Sunday, July 24, 2011

Bodies and Victim Blaming

I follow healthy living blogs. I also follow healthy-at-ever-size, or fat acceptance blogs. In reading these blogs I saw an interesting reaction to emotional triggers related to bodies.

One HAES blogger wrote a post the other day about an emotional trigger for her, bad pictures. I think this is very relatable.

Her response was to realize most bodies she sees do not look like hers. In addition, she does not spend much time on a regular basis looking at her own body. She notes that unless people spend time looking at their bodies in full length mirrors regularly, they might forget what they look like, and start to think their bodies look like ones they are visually exposed to. The bodies we are mainly exposed to come through mainstream media – ads, TV, magazines and so on. These bodies are not real, and they are usually unattainable and non-representative of the majority of people.

Some bloggers in the healthy living community also had recent experiences with triggers. One of the bloggers is pregnancy and talked about the difficulty of accepting that her clothes no longer fit. She expressed feeling upset loosing a body that she worked so hard to achieve and maintain. When she reached her pre-baby weight she vowed never to gain weight again. Obviously this isn’t possible during pregnancy. Another blogger wrote about feeling upset and shocked after stepping on a scale.

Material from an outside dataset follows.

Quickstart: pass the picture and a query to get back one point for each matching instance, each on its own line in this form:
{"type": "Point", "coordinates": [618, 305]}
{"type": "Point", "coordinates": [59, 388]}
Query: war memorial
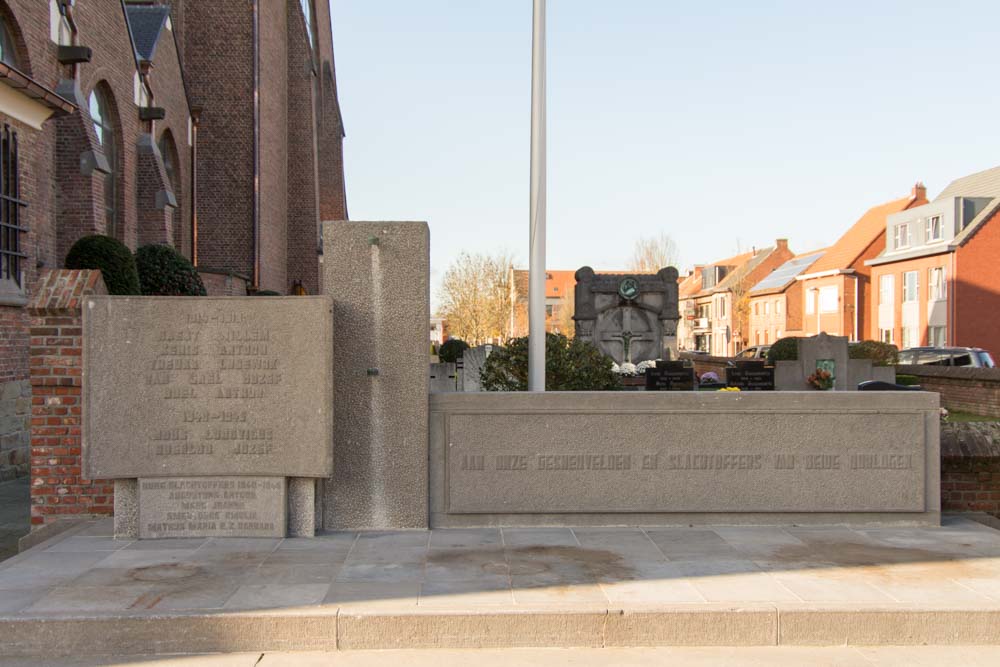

In these examples, women felt the blame or cause was not unrealistic images in the media, but instead themselves. The thought was that either they needed to just feel better about their bodies, or actively do something to change their bodies till they were happy with them.

Here is what I understood:

HAES blogger

  • cause of anxiety – a culture that only finds certain bodies acceptable, causes individuals to become disconnected from ]their own body.
  • solutions – normalize all bodies. This can mean taking time to actually look at your own body, or see other images of real bodies.

Healthy Living Bloggers

  • cause of anxiety – I am unhappy with my body.
  • Solution – learn to love my body, or change my body.

I feel blaming a person for feeling anxiety about their bodies is victim blaming. An individual is given a warped sense of what bodies should look like from being over exposed to certain bodies, and under exposed to others (ones that actually look more like theirs). Wrongfully, some argue being affected by these environmental factors makes an individual weak. They need to rise above these influences.

I can already hear voices saying – only a weak person would let images in the media impact their sense of self. Then the individual is told, be strong, foster body image and so on, but the root cause of the anxiety, societal pressures, unrealistic images, are never addressed.

Kind of sounds like this other example of victim blaming – you knew dressing that way made people think you wanted to have sex, you were “asking” to be sexually assaulted. That is victim blaming, and telling someone they are weak because they have body anxiety caused by a culture that promotes unrealistic bodies is also victim blaming.

The real solution to these problems is societal-level change in how we view and express bodies. Our society does not accept bodies unless they look a certain way. To create cultural change I need to normalize my body. There needs to be MORE pictures of my body, and people, including myself, need to look at them. One example of normalizing different bodies was Fa(t)shion February.

Ok, I am getting on a ramble – night folks.